NJ Spotlight  - Cerf Names Penny MacCormack as Chief Academic Officer...New assistant commissioner served as assistant superintendent of Hartford secondary schools

Nine months into the job, acting education commissioner Chris Cerf continues to fill out what he calls his top "cabinet-level" positions, the latest hire a former official in Hartford, CT, schools to be his chief academic officer.

For the past five years, Penny MacCormack served as chief academic officer and assistant superintendent for secondary schools in Connecticut's capital city.

Starting two weeks ago but serving in an interim role until confirmed by the state Board of Education (BOE), MacCormack will be in charge of New Jersey's curriculum development and testing programs. Although a new title, the position has historically been the highest profile in a commissioner's inner circle.

Cerf has taken longer to fill these assistant commissioner positions than predecessors, but he said yesterday that it is all part of a broader remake of the department and its functions.

He said more hires and announcements will come in the next several weeks, including a chief talent officer and a restructuring of the state's county offices into "regional achievement centers."

A Strong Leader

Cerf in an interview said MacCormack showed herself to be a strong education leader in Hartford, where she helped lead an aggressive reform effort to turn around some of that state's lowest-performing schools with a mix of school-level controls and state-level accountability.

"She has an established history of leading change efforts, with deep expertise, of not only developing high standards but designing strategies for effectively implementing them," he said.

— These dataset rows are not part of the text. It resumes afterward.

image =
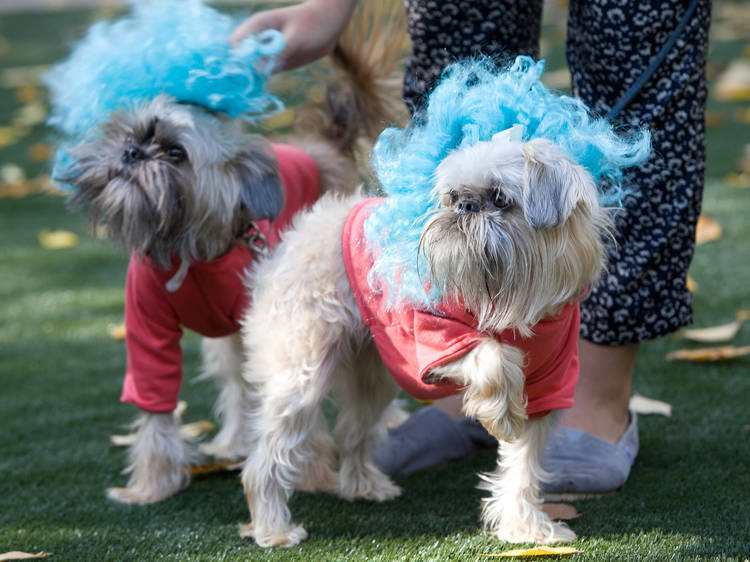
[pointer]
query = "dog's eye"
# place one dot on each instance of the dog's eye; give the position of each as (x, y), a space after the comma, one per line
(500, 200)
(176, 152)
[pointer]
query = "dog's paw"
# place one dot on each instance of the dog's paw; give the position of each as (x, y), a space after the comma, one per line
(548, 533)
(369, 485)
(138, 496)
(291, 536)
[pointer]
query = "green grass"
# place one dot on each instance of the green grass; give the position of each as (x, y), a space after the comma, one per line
(688, 497)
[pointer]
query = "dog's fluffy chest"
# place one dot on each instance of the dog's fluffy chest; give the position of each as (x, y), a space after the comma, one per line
(412, 342)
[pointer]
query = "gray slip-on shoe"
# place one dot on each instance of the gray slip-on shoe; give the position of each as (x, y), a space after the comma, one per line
(430, 437)
(579, 463)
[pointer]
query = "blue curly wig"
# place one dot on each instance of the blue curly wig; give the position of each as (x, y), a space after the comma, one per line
(474, 100)
(177, 47)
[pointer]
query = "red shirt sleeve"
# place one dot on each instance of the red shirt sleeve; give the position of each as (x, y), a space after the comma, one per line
(154, 365)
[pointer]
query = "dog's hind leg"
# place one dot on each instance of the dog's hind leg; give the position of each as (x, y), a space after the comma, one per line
(290, 441)
(364, 392)
(513, 512)
(222, 360)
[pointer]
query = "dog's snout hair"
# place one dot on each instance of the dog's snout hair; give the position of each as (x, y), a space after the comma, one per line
(514, 215)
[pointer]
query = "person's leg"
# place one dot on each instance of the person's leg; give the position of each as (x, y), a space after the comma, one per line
(451, 30)
(603, 391)
(644, 294)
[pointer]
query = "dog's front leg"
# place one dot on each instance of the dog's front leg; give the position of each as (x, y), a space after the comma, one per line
(493, 376)
(158, 461)
(513, 512)
(222, 360)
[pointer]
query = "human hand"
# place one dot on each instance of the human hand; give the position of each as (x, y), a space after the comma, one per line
(310, 29)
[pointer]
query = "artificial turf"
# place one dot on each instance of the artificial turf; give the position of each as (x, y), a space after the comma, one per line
(688, 497)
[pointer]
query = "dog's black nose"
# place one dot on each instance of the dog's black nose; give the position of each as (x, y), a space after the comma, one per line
(132, 154)
(467, 206)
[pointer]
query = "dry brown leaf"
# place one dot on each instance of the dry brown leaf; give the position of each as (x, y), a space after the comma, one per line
(17, 190)
(18, 555)
(647, 406)
(57, 239)
(195, 429)
(707, 230)
(187, 431)
(537, 551)
(219, 466)
(709, 353)
(116, 332)
(280, 120)
(560, 511)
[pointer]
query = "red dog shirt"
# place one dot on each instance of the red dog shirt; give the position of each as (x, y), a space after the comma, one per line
(412, 342)
(210, 300)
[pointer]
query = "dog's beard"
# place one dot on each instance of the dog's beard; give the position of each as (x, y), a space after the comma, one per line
(159, 207)
(142, 208)
(477, 259)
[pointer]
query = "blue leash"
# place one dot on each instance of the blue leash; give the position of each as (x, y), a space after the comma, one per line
(628, 96)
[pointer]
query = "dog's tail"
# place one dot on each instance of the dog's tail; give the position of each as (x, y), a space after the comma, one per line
(363, 95)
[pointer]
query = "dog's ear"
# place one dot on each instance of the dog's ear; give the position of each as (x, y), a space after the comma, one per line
(261, 193)
(551, 184)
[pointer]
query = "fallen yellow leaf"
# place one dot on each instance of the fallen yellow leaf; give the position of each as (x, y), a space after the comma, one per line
(57, 239)
(709, 353)
(714, 119)
(195, 429)
(18, 555)
(7, 136)
(707, 230)
(219, 466)
(742, 114)
(27, 93)
(691, 284)
(116, 332)
(560, 511)
(17, 190)
(737, 181)
(179, 411)
(646, 406)
(734, 83)
(12, 173)
(714, 334)
(187, 431)
(537, 551)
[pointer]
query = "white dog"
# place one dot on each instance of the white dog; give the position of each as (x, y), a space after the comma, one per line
(516, 238)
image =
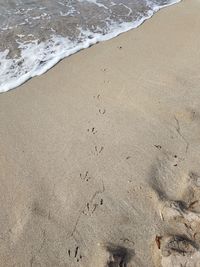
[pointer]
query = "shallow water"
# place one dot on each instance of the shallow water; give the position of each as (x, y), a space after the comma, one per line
(36, 34)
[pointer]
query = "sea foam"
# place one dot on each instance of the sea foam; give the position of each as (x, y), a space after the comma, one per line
(36, 57)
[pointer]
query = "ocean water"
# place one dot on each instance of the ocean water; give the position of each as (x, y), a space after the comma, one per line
(36, 34)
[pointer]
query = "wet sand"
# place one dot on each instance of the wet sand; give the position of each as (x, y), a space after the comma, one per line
(99, 157)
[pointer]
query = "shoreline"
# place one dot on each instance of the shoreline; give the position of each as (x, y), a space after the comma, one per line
(50, 62)
(99, 160)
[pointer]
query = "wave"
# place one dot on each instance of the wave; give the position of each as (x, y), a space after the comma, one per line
(36, 56)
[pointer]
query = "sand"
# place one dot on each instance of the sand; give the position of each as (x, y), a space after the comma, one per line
(99, 157)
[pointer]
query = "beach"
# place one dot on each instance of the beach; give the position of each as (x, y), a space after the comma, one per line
(99, 157)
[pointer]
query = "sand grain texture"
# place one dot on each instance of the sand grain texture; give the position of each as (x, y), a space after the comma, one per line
(99, 157)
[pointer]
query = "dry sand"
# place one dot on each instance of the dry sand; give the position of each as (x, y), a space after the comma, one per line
(99, 157)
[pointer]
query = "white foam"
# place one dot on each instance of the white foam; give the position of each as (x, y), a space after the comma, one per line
(36, 58)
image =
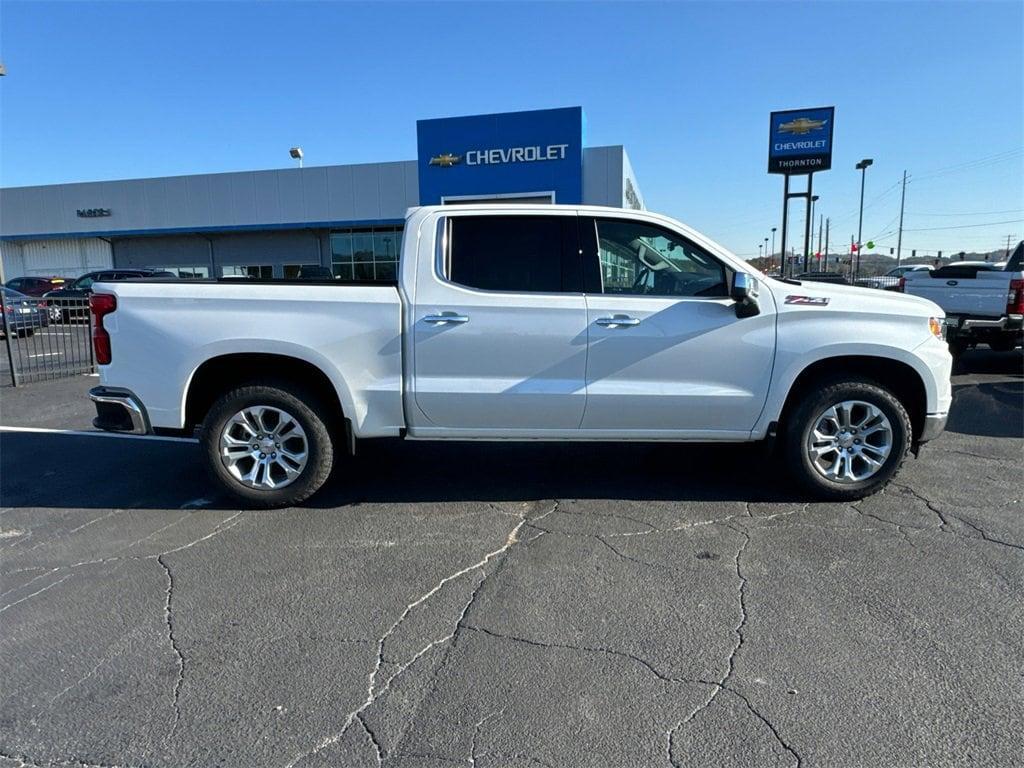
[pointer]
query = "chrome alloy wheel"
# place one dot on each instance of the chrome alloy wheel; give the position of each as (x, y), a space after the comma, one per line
(263, 448)
(850, 441)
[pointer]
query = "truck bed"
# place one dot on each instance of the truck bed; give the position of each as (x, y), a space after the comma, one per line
(968, 291)
(163, 330)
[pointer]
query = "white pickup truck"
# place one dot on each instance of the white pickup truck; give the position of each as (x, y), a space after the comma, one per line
(983, 302)
(525, 323)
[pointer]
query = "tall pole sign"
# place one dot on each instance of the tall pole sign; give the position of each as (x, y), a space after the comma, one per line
(799, 144)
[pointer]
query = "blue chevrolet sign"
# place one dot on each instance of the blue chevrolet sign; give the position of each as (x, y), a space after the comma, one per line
(800, 140)
(504, 155)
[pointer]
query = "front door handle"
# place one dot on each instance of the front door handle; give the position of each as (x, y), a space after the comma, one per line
(452, 317)
(619, 320)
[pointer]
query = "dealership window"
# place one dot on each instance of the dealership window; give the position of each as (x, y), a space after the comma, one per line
(521, 254)
(263, 271)
(369, 254)
(188, 271)
(643, 260)
(305, 271)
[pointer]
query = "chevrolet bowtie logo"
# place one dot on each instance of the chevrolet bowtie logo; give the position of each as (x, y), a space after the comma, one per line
(800, 126)
(445, 161)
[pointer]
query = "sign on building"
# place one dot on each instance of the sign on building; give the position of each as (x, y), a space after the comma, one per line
(527, 153)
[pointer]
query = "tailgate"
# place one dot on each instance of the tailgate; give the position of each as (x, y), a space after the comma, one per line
(983, 295)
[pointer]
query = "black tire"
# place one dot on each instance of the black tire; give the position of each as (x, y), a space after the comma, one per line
(800, 423)
(304, 408)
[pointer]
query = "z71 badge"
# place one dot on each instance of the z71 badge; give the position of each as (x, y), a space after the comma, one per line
(812, 300)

Before Hartford, MacCormack was an assistant superintendent in New Haven, CT, schools and a principal in Milford. Cerf and MacCormack also both participated in the Broad Foundation's leadership programs, an increasingly influential training ground for education leaders nationwide.

MacCormack said in an interview Friday that she appreciated the opportunity to take her work to a statewide position, and was impressed by Cerf's plans to build the department along four distinct but integrated areas of teacher performance, academic improvement, research, and innovation.

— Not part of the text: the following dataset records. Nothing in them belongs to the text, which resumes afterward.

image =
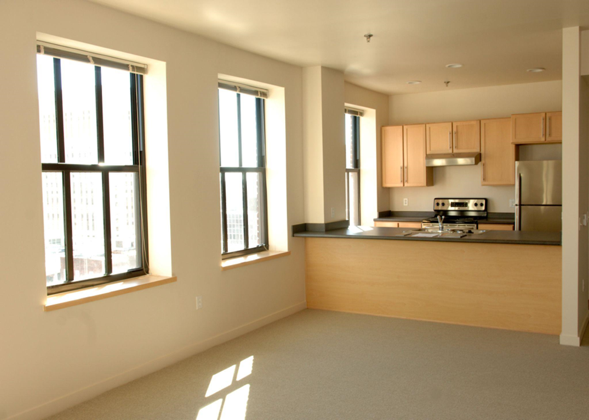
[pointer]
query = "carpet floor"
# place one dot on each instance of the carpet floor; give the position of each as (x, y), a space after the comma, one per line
(329, 365)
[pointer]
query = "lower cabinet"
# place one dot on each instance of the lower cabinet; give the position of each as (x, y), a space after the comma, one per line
(495, 226)
(386, 224)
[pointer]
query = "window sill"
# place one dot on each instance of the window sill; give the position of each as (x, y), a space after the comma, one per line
(252, 259)
(78, 297)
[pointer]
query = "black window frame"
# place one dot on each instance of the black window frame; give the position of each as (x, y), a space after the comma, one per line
(356, 165)
(260, 169)
(138, 167)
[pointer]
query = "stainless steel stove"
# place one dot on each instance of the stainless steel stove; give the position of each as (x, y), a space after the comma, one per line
(458, 215)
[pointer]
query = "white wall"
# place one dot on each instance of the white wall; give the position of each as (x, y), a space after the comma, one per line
(467, 104)
(376, 115)
(46, 356)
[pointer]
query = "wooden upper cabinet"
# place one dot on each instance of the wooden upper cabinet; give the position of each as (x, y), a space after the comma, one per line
(554, 126)
(498, 153)
(439, 138)
(392, 156)
(414, 150)
(467, 136)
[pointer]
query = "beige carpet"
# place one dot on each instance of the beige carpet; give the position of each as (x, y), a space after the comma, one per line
(328, 365)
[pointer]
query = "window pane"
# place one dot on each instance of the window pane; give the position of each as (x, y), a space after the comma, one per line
(54, 228)
(354, 198)
(116, 114)
(254, 208)
(46, 91)
(87, 225)
(124, 221)
(228, 129)
(249, 131)
(79, 112)
(234, 189)
(350, 163)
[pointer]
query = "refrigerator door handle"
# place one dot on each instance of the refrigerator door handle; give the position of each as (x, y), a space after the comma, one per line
(518, 202)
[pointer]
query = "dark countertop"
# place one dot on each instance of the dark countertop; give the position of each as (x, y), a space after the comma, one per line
(418, 216)
(494, 236)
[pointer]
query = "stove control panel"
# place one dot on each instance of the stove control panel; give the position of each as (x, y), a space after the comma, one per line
(468, 204)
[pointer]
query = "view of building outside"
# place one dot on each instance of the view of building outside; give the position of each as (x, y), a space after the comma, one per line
(80, 135)
(230, 124)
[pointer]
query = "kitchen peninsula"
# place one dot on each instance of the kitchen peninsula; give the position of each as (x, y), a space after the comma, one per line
(497, 279)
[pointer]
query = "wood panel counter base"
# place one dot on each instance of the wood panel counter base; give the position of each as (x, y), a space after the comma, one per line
(512, 287)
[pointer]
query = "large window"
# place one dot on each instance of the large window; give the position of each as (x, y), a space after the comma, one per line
(352, 168)
(243, 172)
(92, 159)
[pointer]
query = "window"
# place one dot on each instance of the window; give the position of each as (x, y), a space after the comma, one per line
(243, 172)
(92, 158)
(353, 168)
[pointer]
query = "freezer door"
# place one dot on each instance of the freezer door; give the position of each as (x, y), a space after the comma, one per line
(540, 218)
(539, 182)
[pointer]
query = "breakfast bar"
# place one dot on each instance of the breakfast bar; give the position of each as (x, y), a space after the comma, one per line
(496, 279)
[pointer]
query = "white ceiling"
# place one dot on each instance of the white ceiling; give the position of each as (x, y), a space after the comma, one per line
(495, 40)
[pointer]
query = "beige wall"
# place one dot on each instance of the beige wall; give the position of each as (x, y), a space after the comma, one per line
(45, 357)
(575, 192)
(467, 104)
(377, 105)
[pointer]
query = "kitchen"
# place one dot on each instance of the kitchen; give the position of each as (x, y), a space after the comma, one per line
(497, 277)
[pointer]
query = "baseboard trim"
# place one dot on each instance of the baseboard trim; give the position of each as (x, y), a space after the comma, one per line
(69, 400)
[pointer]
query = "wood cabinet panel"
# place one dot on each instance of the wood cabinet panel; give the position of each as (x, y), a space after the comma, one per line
(439, 138)
(467, 136)
(412, 225)
(392, 156)
(416, 173)
(498, 153)
(554, 127)
(386, 224)
(516, 287)
(494, 226)
(528, 128)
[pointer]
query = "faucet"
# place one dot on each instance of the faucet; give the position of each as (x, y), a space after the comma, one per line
(440, 222)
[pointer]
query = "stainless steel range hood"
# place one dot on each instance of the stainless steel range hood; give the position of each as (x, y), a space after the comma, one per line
(453, 159)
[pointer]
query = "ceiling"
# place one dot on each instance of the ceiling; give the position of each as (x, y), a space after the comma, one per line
(495, 40)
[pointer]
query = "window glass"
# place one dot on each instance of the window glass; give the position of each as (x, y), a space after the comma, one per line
(249, 131)
(116, 105)
(79, 112)
(123, 216)
(54, 228)
(87, 225)
(228, 128)
(234, 189)
(47, 121)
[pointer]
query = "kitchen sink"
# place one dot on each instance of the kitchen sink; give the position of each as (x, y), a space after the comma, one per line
(435, 233)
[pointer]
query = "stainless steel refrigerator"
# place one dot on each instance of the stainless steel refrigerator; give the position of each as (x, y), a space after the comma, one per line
(538, 195)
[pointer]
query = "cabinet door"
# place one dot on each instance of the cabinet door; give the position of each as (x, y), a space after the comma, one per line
(498, 153)
(554, 126)
(392, 156)
(494, 226)
(467, 136)
(416, 174)
(528, 128)
(412, 225)
(439, 138)
(386, 224)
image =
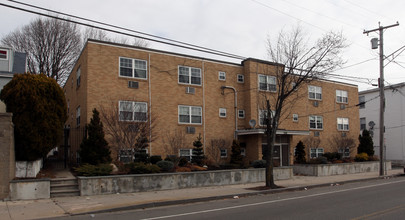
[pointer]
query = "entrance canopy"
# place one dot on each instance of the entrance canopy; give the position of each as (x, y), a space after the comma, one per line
(263, 131)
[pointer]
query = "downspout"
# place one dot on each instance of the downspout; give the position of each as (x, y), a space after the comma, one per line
(236, 106)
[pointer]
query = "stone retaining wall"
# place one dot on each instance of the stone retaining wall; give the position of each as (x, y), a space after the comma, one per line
(153, 182)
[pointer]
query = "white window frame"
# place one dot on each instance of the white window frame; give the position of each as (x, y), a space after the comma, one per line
(316, 152)
(135, 108)
(6, 55)
(188, 155)
(191, 112)
(78, 116)
(270, 82)
(189, 75)
(295, 117)
(262, 113)
(134, 67)
(241, 113)
(222, 112)
(342, 96)
(223, 153)
(240, 78)
(365, 123)
(343, 124)
(316, 91)
(221, 75)
(317, 120)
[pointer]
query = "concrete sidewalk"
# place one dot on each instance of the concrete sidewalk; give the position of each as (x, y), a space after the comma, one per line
(46, 208)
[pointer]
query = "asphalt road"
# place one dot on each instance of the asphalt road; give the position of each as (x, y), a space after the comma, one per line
(378, 199)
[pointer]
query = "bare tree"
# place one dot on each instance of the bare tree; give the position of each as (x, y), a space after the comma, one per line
(214, 149)
(128, 131)
(300, 63)
(52, 46)
(312, 143)
(341, 143)
(174, 141)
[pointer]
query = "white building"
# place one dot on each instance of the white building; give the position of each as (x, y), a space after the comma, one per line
(394, 120)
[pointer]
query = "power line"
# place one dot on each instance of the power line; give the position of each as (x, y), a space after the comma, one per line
(185, 46)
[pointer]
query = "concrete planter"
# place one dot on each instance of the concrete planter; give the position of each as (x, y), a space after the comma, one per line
(154, 182)
(338, 169)
(30, 189)
(27, 169)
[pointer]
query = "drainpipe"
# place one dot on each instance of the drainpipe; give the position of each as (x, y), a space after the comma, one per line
(236, 106)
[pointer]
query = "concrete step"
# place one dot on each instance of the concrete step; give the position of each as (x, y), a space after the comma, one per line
(64, 187)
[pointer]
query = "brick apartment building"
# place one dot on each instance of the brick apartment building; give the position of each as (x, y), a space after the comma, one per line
(194, 95)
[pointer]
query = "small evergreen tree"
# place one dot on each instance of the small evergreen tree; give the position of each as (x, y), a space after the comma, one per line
(39, 113)
(300, 152)
(236, 157)
(366, 143)
(198, 152)
(94, 148)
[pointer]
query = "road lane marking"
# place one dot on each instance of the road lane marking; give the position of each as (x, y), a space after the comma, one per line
(273, 201)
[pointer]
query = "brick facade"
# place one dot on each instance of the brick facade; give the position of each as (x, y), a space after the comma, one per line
(101, 86)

"What I really liked was that all four areas will be equally important and that there is a real desire for all four to work together," she said.

Moving to a statewide job will represent an obvious change from her local postings, she acknowledged.

"No doubt there will be a learning curve for me, but working in an urban district, you have a lot of dealings with the state, and I think I learned a lot from that," MacCormack said. "Some things are not all that different, just involving more people."

She did not offer specific plans for the state's curriculum development or assessment efforts, saying that much of it will driven by the national Common Core State Standards and complementary testing systems.

But when asked about debates over the quality of New Jersey's testing or whether students are tested too much, she did stress her views of assessments as an instructional tool as well as an evaluative one.

"Assessment is part of teaching," she said. "I don't think we assess too much, but I do think we look at assessments as a judgment too much, where it should be more about the learning."

More Hires Coming

Cerf said he would announce a chief talent officer, the third of four cabinet-level hires, in the coming weeks. He continues to interview candidates for the last of the four, the chief innovation officer who will oversee programs such as charter schools. Cerf had already hired Bari Erlichson as his chief performance officer.

Filling these positions, Cerf said, is all part of what he called "radical change" in the department.

"We have done more to reorganize that department in the last six months, absolute record time in throwing out one organizational structure and bringing in another," Cerf said.